From Spurious Correlations to Endogeneity

A good starting point for marketing researchers without a background in econometrics to understand the endogeneity problem are spurious correlations. Considering the well-known “eating ice cream leads to murder” example: A naïve look at the data would suggest a statistically reliable relationship (high correlation) between monthly ice cream sales and monthly murder rates. However, the relationship between the two variables is spurious because it is driven by a confounder—higher temperature in summer—which simultaneously boosts ice cream sales and, coincidentally, murder rates. There is an omitted cause for the observed relationship.

 

 

 

 

 

 

Spurious correlations and endogeneity are both concepts that contribute to misleading appearances of relationships within data. However, a key difference is in the inferred directionality of these relationships—whether variables are merely associated with each other (measured by a possibly spurious correlation coefficient) or whether one variable is thought to lead to the other (measured by a coefficient possibly biased by endogeneity). However, even if only an association is discussed, there is typically an implicit or explicit understanding of the directionality of variables. In our literature review, we observed that some authors stated that they only find a relationship in a non-experimental study although they have defined the predictor and outcome in a preceding hypothesis and used regression analysis to examine a directional effect. Being aware of these similarities and differences, the notion of a spurious correlation helps to understand endogeneity.

The General Endogeneity Problem

In its simplest form, regression analysis aims to assess the impact of one predictor variable on an outcome variable. This relationship is captured through the regression equation, which comprises an intercept (where the regression line meets the y-axis when the predictor equals zero), an estimated coefficient (describing the slope of the regression line for the predictor, which is the effect of the predictor and used for hypothesis testing), and an error term of the regression model, which includes all unobserved (or unmodeled) factors influencing the outcome. The essence of the endogeneity problem is that the estimated effect of a predictor on the outcome is biased because there is a correlation between the predictor and (at least) one unobserved factor that is part of the error term. However, the researcher faces a challenge as the error term is unobservable, which implies that there is no possible way to directly test whether it is correlated with the predictor, and hence to empirically rule out the threat of endogeneity. We note that the term “residual” is reserved for the estimated value of the error term (i.e., outcome minus predicted dependent variable), while the error term (disturbance term) is its theoretical, pre-estimation counterpart.

 

 

 

 

Consider the example of a smart ice-cream seller who knows that when the weather is good, there are more people on the beach, and these people are willing to pay more for ice cream. To take advantage of this behavior, the ice cream seller increases prices when the weather is good and decreases prices when the weather is bad. A researcher analyzing daily data about ice cream prices and ice cream sales would conclude that a higher price leads to more sales. However, the estimated price effect is biased because the weather is related to both prices and sales, not included in the model, and thus captured in the error term, which leads to a biased price effect.

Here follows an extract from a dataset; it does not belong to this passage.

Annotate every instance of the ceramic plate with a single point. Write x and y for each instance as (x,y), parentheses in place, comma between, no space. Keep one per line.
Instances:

In other words, the observed effect consists of two components: An endogenous part capturing the variation in the predictor that is correlated with the omitted weather variable and an exogenous part capturing the true causal effect of price on sales, as visualized in Web Appendix D. If weather is not accounted for, the estimated effect of ice cream price on ice cream sales (which combines the exogenous and endogenous parts) could be negative if the exogenous part dominates, positive if the endogenous part dominates, or zero if the exogenous and endogenous parts cancel each other out. Anyway, the estimated price effect will not reflect the true, unbiased price effect that would be observed in an experimental study with manipulation of the price. Thus, the data analysis would lead to erroneous conclusions about the price effect.

 

 

 

 

 

 

In this stylized example of an omitted variable the solution is obvious: collect data on weather and add this as a control variable. However, addressing endogeneity in a more realistic setting is not that simple as a researcher cannot readily observe all relevant omitted variables and because there are more complex sources underlying endogeneity, as we explain in the next section. Thus, the first step to address the endogeneity problem lies in detecting the sources that may lead to the endogenous part of an observed effect.